# Campgrounds In Florida



## z-family (Oct 2, 2004)




----------



## johnp (Mar 15, 2004)

Gas is always the biggest cost but oh well. In the Orlando area we always stay at Tropical Palms in one of the supersites close to the pool.

John


----------



## j1mfrog (Jun 6, 2004)

Very Cool Florida State Park Near Orlando

Try this place if you like state parks and want to stay near Orlando.


----------



## johnp (Mar 15, 2004)

I went there with freinds(locals) to the springs and walking trails BEAUTIFUL !! never got to see the campsites.Kind of a local secret.

John


----------



## z-family (Oct 2, 2004)




----------



## 76 cougar (Jan 30, 2005)

z-family said:


> Hello Outbackers...We are planning a trip to Florida from Northern Michigan, about 2,700 miles round trip. With the gas prices going up, about half of our trip cost will be gas
> 
> 
> 
> ...


Hello fellow Outbacker! We live in Central FL just outside Orlando and know every campground in the state - lucky you huh??? We'd be happy to help you. Can you please tell us what kind of campground you're looking for? i.e., State Campground, private, rv resort and what camper you're using. Disney has a great campground (Fort wilderness) that you have to book kinda early. Brooksville does not have many state parks but, private are available. Kennedy space center does have state parks, etc. Let us know when are you coming here as the availability of sites depends on the month. Just let us know and we'll help. our other email site is [email protected] net and you can use that email address at any time. We even have some extra brochures of campgrounds that we could mail you - no problem. would'nt come down near August though - just went thru 3 hurricanes at my house and still working on the damage. some parks are closed due to the damage - they're indicated on the state parks site.

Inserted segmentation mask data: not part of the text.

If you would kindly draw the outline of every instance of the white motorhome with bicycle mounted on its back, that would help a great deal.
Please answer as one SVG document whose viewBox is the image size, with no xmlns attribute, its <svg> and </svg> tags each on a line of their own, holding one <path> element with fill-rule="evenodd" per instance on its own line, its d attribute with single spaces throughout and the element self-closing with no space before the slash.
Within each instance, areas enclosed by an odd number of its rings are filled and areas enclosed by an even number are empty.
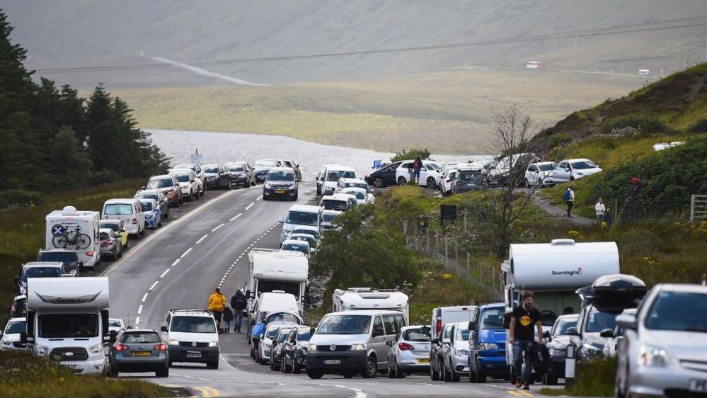
<svg viewBox="0 0 707 398">
<path fill-rule="evenodd" d="M 54 210 L 47 217 L 45 249 L 76 250 L 79 267 L 94 270 L 100 261 L 99 212 L 79 211 L 74 206 Z"/>
</svg>

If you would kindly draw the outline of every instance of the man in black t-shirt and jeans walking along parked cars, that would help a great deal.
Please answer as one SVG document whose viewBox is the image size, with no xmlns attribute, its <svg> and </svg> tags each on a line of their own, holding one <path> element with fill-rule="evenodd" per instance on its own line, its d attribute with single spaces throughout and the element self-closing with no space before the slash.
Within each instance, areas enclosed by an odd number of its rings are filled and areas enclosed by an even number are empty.
<svg viewBox="0 0 707 398">
<path fill-rule="evenodd" d="M 513 346 L 513 369 L 515 370 L 515 386 L 529 390 L 532 377 L 530 348 L 534 340 L 534 327 L 538 329 L 538 343 L 543 344 L 543 325 L 540 322 L 540 312 L 534 307 L 533 292 L 523 292 L 523 302 L 513 309 L 511 316 L 509 340 Z M 525 353 L 525 371 L 521 378 L 521 365 Z"/>
</svg>

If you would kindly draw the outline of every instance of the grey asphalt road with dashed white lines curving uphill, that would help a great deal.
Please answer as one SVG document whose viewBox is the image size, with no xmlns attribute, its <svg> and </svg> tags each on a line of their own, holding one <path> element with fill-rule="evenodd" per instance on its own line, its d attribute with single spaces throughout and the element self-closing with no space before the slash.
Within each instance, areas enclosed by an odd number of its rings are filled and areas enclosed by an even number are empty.
<svg viewBox="0 0 707 398">
<path fill-rule="evenodd" d="M 248 249 L 279 246 L 277 221 L 292 202 L 263 201 L 262 186 L 215 194 L 192 203 L 192 211 L 173 217 L 156 232 L 132 241 L 120 261 L 99 268 L 110 279 L 111 317 L 159 329 L 169 308 L 206 307 L 217 286 L 227 297 L 241 288 L 248 273 Z M 297 203 L 308 203 L 313 196 L 314 185 L 301 184 Z M 469 384 L 464 378 L 459 383 L 432 382 L 426 375 L 374 380 L 326 375 L 310 380 L 306 374 L 285 375 L 253 362 L 244 333 L 222 334 L 220 346 L 218 370 L 176 363 L 166 378 L 152 373 L 121 377 L 184 387 L 200 397 L 529 397 L 539 388 L 524 392 L 500 380 L 485 385 Z"/>
</svg>

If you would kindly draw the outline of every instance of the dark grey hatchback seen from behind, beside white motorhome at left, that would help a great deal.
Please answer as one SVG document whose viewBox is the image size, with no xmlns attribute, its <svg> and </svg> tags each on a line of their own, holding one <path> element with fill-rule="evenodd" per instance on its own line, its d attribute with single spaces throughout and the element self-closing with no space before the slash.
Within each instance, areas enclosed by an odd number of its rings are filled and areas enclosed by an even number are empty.
<svg viewBox="0 0 707 398">
<path fill-rule="evenodd" d="M 154 372 L 157 377 L 168 377 L 167 345 L 154 329 L 128 329 L 113 336 L 108 377 L 117 377 L 120 372 Z"/>
</svg>

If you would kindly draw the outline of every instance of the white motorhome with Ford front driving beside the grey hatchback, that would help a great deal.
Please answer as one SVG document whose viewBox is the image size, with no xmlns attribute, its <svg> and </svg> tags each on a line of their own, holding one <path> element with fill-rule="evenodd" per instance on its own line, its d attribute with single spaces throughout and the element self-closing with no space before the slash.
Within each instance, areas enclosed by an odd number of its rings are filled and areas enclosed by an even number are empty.
<svg viewBox="0 0 707 398">
<path fill-rule="evenodd" d="M 109 334 L 108 278 L 29 278 L 23 339 L 35 355 L 101 374 Z"/>
</svg>

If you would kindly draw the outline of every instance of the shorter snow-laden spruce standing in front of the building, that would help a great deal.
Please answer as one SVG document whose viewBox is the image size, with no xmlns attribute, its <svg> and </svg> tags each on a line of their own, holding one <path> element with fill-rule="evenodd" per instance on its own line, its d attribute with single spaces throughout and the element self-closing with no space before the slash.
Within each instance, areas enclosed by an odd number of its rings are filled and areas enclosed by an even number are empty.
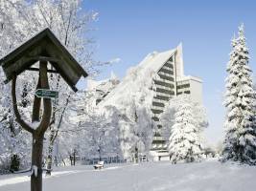
<svg viewBox="0 0 256 191">
<path fill-rule="evenodd" d="M 178 107 L 175 113 L 175 124 L 171 130 L 168 147 L 170 160 L 176 163 L 201 159 L 202 147 L 199 139 L 192 105 L 189 102 L 184 103 Z"/>
</svg>

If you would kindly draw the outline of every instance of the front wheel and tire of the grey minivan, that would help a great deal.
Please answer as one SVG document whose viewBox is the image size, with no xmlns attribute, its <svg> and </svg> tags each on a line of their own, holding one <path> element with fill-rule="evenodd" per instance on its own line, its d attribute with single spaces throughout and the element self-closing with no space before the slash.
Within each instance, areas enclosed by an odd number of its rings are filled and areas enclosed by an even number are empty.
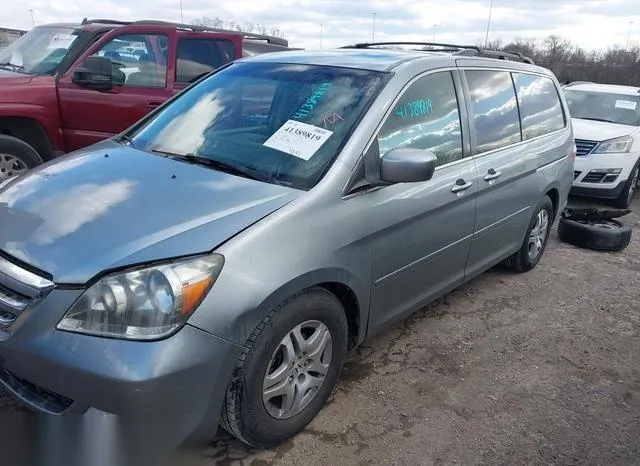
<svg viewBox="0 0 640 466">
<path fill-rule="evenodd" d="M 227 388 L 222 426 L 259 448 L 302 431 L 333 391 L 347 339 L 344 308 L 323 288 L 278 306 L 245 344 Z"/>
</svg>

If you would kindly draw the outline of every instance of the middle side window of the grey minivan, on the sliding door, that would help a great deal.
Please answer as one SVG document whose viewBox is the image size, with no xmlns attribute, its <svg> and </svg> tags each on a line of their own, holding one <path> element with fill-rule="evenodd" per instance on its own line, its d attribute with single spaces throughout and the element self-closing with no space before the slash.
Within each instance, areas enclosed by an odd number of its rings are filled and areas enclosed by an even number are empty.
<svg viewBox="0 0 640 466">
<path fill-rule="evenodd" d="M 467 70 L 477 153 L 520 142 L 516 93 L 508 71 Z"/>
</svg>

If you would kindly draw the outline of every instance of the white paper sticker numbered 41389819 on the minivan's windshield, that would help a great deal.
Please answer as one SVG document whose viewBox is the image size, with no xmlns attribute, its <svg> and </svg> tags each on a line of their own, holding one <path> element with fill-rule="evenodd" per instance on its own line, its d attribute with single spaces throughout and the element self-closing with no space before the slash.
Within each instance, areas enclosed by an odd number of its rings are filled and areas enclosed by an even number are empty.
<svg viewBox="0 0 640 466">
<path fill-rule="evenodd" d="M 264 145 L 309 160 L 332 134 L 328 129 L 289 120 Z"/>
</svg>

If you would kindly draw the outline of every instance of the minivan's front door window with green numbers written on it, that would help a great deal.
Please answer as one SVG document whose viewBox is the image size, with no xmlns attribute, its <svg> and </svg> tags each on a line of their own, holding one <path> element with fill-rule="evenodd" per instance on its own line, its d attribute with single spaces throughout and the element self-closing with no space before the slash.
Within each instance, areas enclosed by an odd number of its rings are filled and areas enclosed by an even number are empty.
<svg viewBox="0 0 640 466">
<path fill-rule="evenodd" d="M 431 150 L 443 165 L 462 158 L 458 98 L 451 72 L 419 78 L 402 94 L 378 133 L 380 155 L 397 147 Z"/>
</svg>

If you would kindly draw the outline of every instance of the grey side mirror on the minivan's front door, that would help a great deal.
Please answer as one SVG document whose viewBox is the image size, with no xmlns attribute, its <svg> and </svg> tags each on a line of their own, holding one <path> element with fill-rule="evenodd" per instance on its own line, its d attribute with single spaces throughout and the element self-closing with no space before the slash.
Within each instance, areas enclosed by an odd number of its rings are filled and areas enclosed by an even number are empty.
<svg viewBox="0 0 640 466">
<path fill-rule="evenodd" d="M 382 156 L 380 179 L 386 183 L 415 183 L 433 177 L 438 158 L 430 150 L 398 147 Z"/>
</svg>

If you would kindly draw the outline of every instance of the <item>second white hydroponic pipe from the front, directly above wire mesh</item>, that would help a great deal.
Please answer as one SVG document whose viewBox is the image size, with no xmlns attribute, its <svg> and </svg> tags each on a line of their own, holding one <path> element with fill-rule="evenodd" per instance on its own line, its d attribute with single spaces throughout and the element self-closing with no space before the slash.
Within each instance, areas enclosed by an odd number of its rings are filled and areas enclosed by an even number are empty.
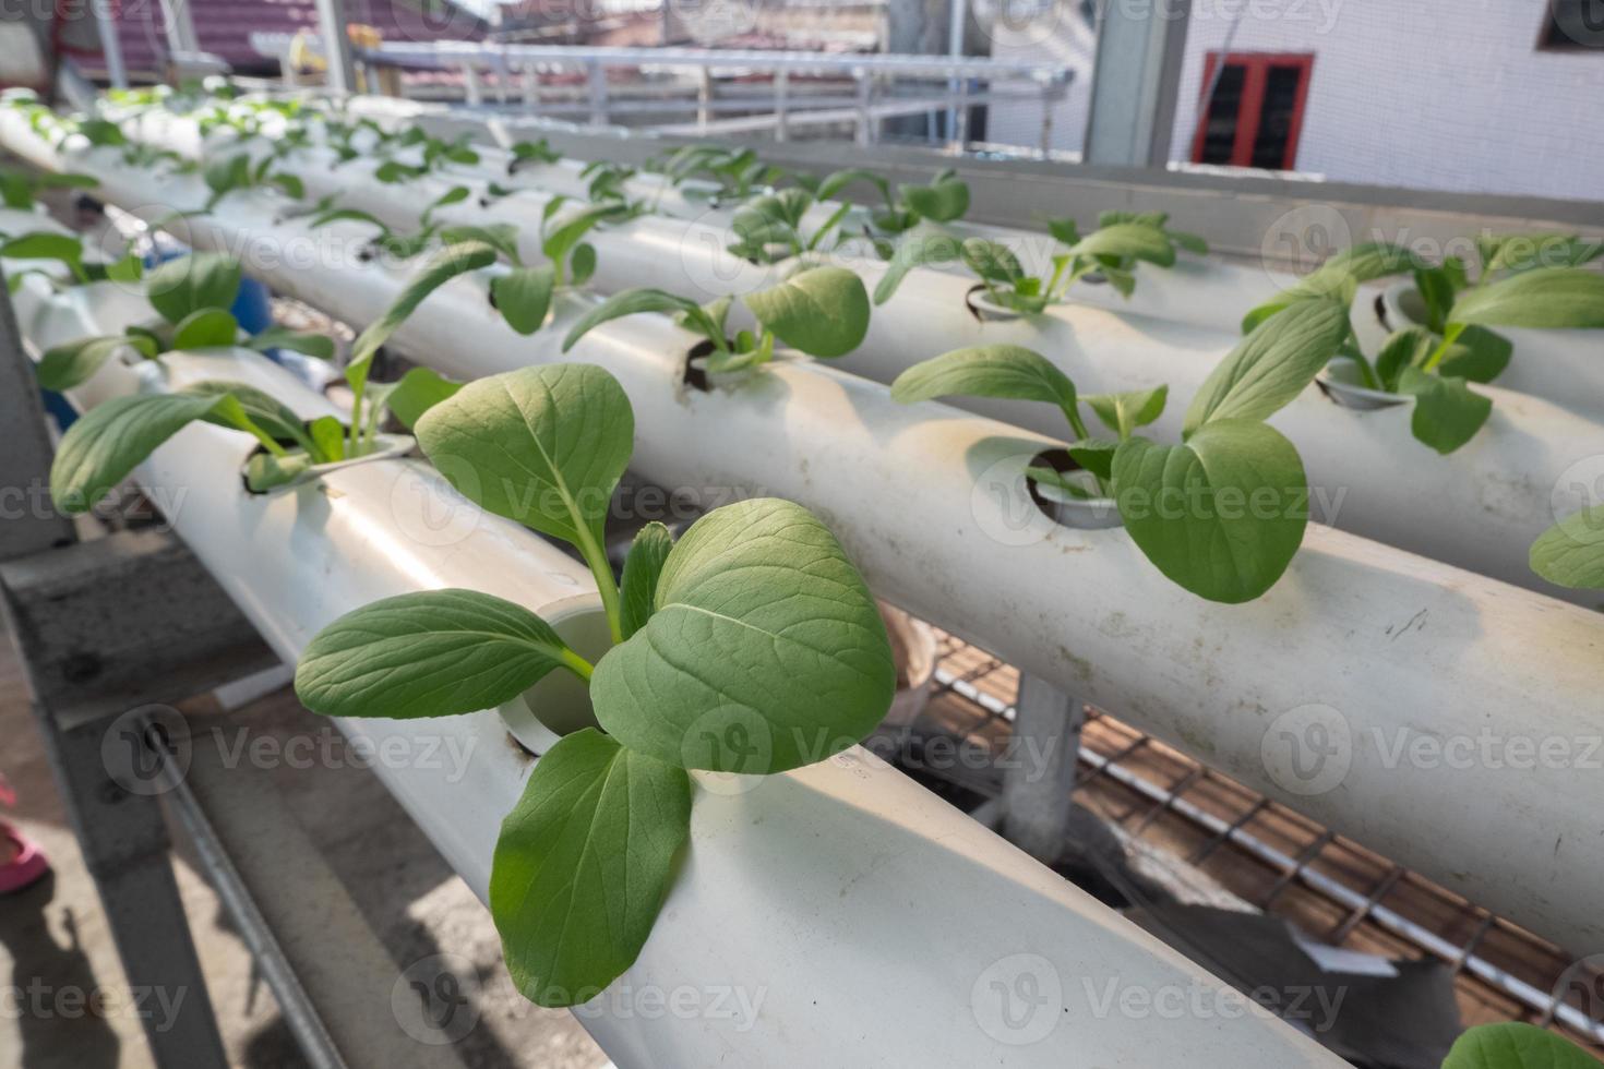
<svg viewBox="0 0 1604 1069">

I'll send you the link to look at for all the state parks etc. Good luck!


----------



## outbackgeorgia (Jan 28, 2004)

Manatee Hammock in Titusville just south of the Kennedy Space Center on US1 might work for you;not fancy, but has dock, woods, pool full hookups. Run by Brevard county, not well known. We always stay there when we visit.

Outbackgeorgia


----------